Les chiffres rendus publics montrent aussi que chez les 39 mineurs mis en examen au 1er avril, la moitié était incarcérée. L’autre moitié bénéficiait d’un contrôle judiciaire. Trois ont pu aussi bénéficier d’un dispositif novateur : « l’appartement éducatif ». Un système permettant le placement seul dans un logement, avec la présence constante d’un éducateur assisté d’un thérapeute. Des places ont sinon été « réservées » dans quinze structures d’accueil, majoritairement des centres éducatifs fermés, à raison d’un jeune par établissement pour ne pas créer de « concentration ». Neuf places étaient occupées au 1er avril.
Le rapport de la mission d’information note enfin un changement important en matière de vocabulaire : l’abandon du terme de « déradicalisation ». Une expression qui avait déjà commencé à tomber en désuétude dans les milieux spécialisés, tant elle recoupe des réalités religieuses, sociologiques et politiques complexes. Pour être éventuellement efficace, il est désormais considéré qu’une action de « désendoctrinement » ne doit surtout ne pas être affichée au risque de perdre immédiatement tout crédit auprès du public visé.

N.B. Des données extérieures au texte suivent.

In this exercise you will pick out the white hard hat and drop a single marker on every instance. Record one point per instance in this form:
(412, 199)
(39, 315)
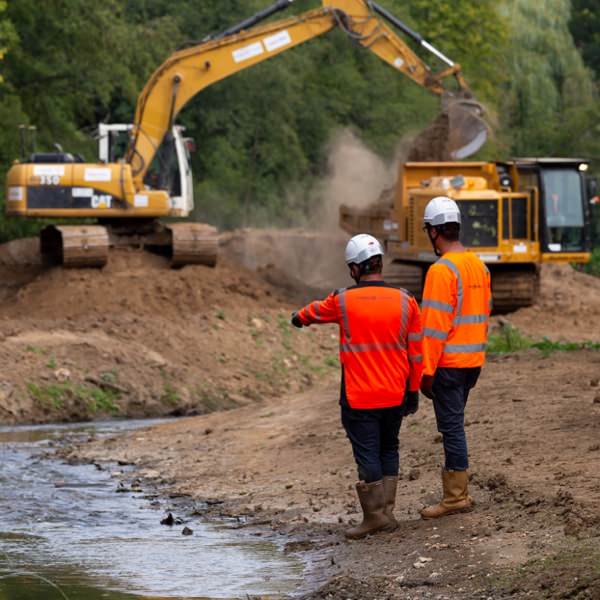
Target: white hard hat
(441, 210)
(362, 247)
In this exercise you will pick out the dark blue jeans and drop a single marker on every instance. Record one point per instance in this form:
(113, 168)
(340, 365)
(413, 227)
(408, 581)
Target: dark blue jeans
(451, 388)
(373, 434)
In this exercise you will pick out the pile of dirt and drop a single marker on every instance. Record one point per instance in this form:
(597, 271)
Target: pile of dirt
(431, 144)
(568, 307)
(138, 338)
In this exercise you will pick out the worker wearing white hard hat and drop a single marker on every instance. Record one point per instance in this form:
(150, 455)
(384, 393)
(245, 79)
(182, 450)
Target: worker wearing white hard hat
(380, 354)
(456, 307)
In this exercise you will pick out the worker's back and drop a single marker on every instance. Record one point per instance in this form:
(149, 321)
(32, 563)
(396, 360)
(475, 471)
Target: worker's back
(380, 338)
(456, 309)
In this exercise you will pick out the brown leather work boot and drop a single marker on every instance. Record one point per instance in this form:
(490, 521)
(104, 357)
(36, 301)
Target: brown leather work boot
(372, 501)
(456, 496)
(390, 484)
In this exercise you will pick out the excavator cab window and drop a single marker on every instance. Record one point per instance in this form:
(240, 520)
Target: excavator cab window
(164, 173)
(563, 208)
(479, 228)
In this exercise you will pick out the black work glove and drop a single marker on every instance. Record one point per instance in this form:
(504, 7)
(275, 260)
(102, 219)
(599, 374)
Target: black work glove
(411, 403)
(427, 386)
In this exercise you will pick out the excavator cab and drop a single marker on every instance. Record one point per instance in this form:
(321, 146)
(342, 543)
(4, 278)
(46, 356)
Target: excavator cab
(564, 218)
(170, 169)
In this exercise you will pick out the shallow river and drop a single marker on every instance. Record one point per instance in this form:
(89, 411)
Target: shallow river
(65, 533)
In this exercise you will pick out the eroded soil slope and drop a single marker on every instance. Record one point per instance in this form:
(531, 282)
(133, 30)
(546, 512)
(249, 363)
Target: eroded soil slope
(138, 338)
(533, 428)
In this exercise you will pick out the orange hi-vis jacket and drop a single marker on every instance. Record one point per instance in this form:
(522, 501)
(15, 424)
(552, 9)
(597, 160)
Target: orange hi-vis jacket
(457, 301)
(380, 341)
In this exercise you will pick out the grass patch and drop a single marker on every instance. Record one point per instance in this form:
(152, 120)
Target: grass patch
(510, 339)
(593, 267)
(56, 395)
(52, 396)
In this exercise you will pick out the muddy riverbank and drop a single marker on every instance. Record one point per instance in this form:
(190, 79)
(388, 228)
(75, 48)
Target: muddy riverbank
(286, 464)
(83, 531)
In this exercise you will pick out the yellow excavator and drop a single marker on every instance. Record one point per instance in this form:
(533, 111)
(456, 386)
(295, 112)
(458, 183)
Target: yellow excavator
(516, 216)
(127, 196)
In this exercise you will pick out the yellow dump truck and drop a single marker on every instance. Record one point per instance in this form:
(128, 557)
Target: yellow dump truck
(516, 215)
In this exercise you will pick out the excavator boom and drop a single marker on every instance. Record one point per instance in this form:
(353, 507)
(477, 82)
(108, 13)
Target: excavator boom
(190, 70)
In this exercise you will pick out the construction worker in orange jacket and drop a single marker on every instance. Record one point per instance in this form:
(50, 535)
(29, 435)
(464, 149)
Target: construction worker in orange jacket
(456, 307)
(380, 354)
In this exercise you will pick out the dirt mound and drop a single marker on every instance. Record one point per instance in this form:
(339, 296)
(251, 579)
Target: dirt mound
(568, 307)
(431, 144)
(138, 338)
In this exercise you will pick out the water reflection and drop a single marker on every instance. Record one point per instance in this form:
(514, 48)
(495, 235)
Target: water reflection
(66, 523)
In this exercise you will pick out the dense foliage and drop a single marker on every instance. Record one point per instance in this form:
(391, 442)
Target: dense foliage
(263, 134)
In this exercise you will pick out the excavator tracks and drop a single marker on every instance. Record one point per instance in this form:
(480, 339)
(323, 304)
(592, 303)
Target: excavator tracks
(405, 275)
(87, 246)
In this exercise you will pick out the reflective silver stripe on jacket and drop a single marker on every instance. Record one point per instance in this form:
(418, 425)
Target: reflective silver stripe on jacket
(464, 348)
(438, 334)
(315, 306)
(344, 309)
(372, 347)
(459, 285)
(471, 319)
(443, 306)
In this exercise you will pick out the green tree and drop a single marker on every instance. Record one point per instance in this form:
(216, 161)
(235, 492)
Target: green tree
(585, 28)
(549, 106)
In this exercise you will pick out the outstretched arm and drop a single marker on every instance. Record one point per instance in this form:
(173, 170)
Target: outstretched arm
(187, 72)
(325, 311)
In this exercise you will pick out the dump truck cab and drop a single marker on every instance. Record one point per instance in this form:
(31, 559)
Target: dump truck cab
(516, 215)
(564, 218)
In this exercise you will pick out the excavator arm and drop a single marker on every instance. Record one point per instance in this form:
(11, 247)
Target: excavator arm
(190, 70)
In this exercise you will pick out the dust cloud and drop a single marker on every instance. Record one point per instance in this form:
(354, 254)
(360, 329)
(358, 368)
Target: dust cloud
(357, 176)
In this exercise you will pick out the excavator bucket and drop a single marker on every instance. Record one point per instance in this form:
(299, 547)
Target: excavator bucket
(467, 131)
(458, 131)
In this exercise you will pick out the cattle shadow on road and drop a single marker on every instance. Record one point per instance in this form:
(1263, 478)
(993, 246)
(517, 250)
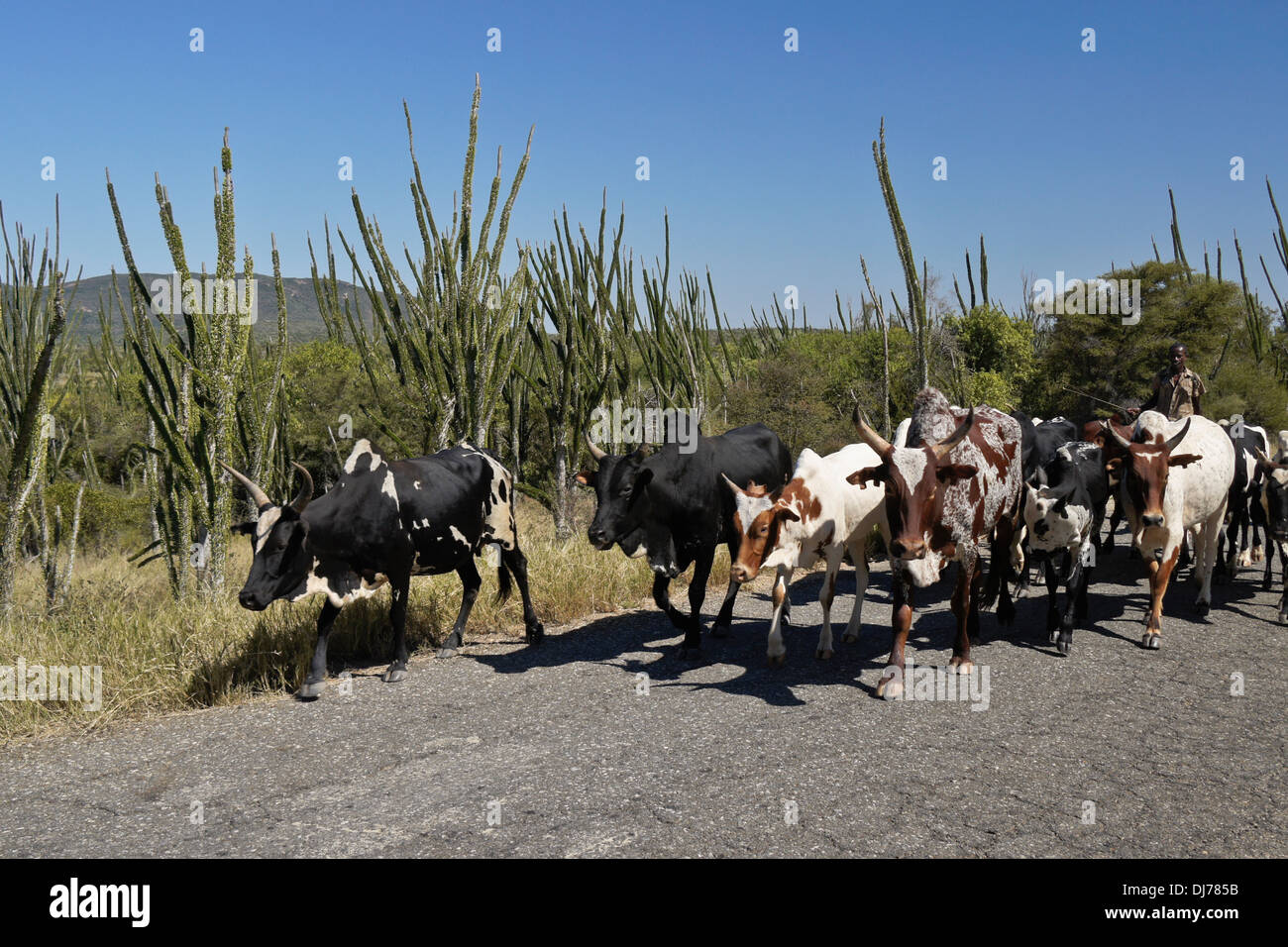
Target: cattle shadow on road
(647, 642)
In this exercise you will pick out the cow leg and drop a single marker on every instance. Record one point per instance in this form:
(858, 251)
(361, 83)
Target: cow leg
(316, 681)
(692, 643)
(961, 605)
(825, 595)
(513, 560)
(724, 620)
(471, 583)
(1003, 538)
(1267, 579)
(1074, 598)
(777, 651)
(901, 622)
(859, 557)
(1283, 567)
(1052, 582)
(398, 618)
(1205, 541)
(662, 596)
(1159, 574)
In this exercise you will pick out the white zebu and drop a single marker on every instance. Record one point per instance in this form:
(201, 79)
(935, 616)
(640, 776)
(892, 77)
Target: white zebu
(1176, 476)
(815, 515)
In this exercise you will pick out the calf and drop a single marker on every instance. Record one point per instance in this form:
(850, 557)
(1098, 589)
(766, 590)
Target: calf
(1064, 518)
(1176, 476)
(385, 521)
(1274, 505)
(816, 515)
(956, 483)
(1243, 510)
(674, 508)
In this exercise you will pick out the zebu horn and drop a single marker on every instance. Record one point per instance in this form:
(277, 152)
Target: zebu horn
(956, 437)
(1179, 436)
(1122, 442)
(305, 493)
(870, 437)
(258, 495)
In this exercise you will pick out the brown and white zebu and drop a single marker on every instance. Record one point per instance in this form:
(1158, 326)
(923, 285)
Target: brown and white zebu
(1176, 475)
(954, 486)
(816, 514)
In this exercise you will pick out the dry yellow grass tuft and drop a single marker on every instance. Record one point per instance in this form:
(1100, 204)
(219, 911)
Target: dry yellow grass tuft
(161, 656)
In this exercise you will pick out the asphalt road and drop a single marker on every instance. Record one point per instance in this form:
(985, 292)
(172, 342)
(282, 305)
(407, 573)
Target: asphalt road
(554, 751)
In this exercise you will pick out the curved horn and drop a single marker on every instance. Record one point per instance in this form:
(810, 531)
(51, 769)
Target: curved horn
(1177, 437)
(1113, 432)
(870, 437)
(305, 493)
(258, 495)
(956, 437)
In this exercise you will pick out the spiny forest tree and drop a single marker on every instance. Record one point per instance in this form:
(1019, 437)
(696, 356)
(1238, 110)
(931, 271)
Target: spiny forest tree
(452, 328)
(34, 350)
(202, 399)
(585, 295)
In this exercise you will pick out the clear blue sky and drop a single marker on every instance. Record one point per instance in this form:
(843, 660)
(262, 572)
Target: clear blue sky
(1060, 158)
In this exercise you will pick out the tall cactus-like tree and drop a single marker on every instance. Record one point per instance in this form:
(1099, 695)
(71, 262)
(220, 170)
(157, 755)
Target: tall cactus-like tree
(917, 316)
(452, 328)
(34, 346)
(196, 389)
(585, 296)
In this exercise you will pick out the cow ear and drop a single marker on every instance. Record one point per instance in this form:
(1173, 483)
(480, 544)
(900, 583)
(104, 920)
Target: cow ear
(956, 472)
(868, 474)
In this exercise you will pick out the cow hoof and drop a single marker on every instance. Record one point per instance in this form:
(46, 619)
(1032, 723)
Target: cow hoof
(691, 652)
(890, 689)
(310, 690)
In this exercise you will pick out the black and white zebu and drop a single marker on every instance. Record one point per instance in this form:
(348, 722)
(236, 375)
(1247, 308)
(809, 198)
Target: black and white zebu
(385, 521)
(675, 508)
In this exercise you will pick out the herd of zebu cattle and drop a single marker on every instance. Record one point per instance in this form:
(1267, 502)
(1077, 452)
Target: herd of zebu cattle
(952, 480)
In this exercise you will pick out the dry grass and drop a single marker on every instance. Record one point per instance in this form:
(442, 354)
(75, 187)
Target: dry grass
(161, 656)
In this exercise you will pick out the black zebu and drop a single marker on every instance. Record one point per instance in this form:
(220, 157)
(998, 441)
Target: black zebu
(384, 522)
(677, 509)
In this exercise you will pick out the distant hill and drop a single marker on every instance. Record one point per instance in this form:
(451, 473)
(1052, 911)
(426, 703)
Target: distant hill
(303, 318)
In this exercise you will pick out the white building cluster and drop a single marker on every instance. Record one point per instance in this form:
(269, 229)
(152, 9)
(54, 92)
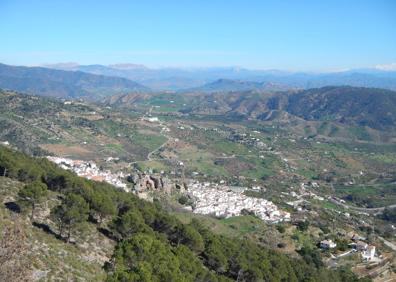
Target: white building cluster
(90, 170)
(221, 201)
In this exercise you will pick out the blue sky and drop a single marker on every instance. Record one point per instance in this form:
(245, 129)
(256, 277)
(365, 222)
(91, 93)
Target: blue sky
(289, 35)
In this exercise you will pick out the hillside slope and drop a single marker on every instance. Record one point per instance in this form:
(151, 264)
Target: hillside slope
(151, 244)
(64, 84)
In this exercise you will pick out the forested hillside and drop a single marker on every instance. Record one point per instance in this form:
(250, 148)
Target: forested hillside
(151, 245)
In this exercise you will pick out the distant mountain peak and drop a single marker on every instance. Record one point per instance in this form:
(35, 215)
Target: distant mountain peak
(62, 66)
(128, 66)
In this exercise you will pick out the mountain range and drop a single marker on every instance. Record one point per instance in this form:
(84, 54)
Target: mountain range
(64, 84)
(202, 79)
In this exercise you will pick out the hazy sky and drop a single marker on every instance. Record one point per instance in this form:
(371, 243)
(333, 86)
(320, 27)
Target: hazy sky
(296, 35)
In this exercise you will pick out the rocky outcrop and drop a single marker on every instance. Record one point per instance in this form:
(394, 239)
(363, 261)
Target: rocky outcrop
(145, 183)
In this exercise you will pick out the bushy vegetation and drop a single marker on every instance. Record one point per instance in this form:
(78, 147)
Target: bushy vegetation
(151, 244)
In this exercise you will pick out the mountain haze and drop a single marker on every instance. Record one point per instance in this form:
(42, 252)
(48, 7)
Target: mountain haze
(63, 84)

Les dispositifs de droit commun sont privilégiés : maisons des adolescents, centres hospitaliers, etc. Une très grande discrétion prévaut aussi pour des initiatives en milieu scolaire ou en sortie de prison. Même chose en ce qui concerne le « contre-discours ». Au-delà des campagnes de sensibilisation officielles comme celle liée à la plate-forme Stop-djihadisme, nombre d’actions, par exemple dans les lieux de culte, sont actuellement mises en œuvre sans aucune publicité.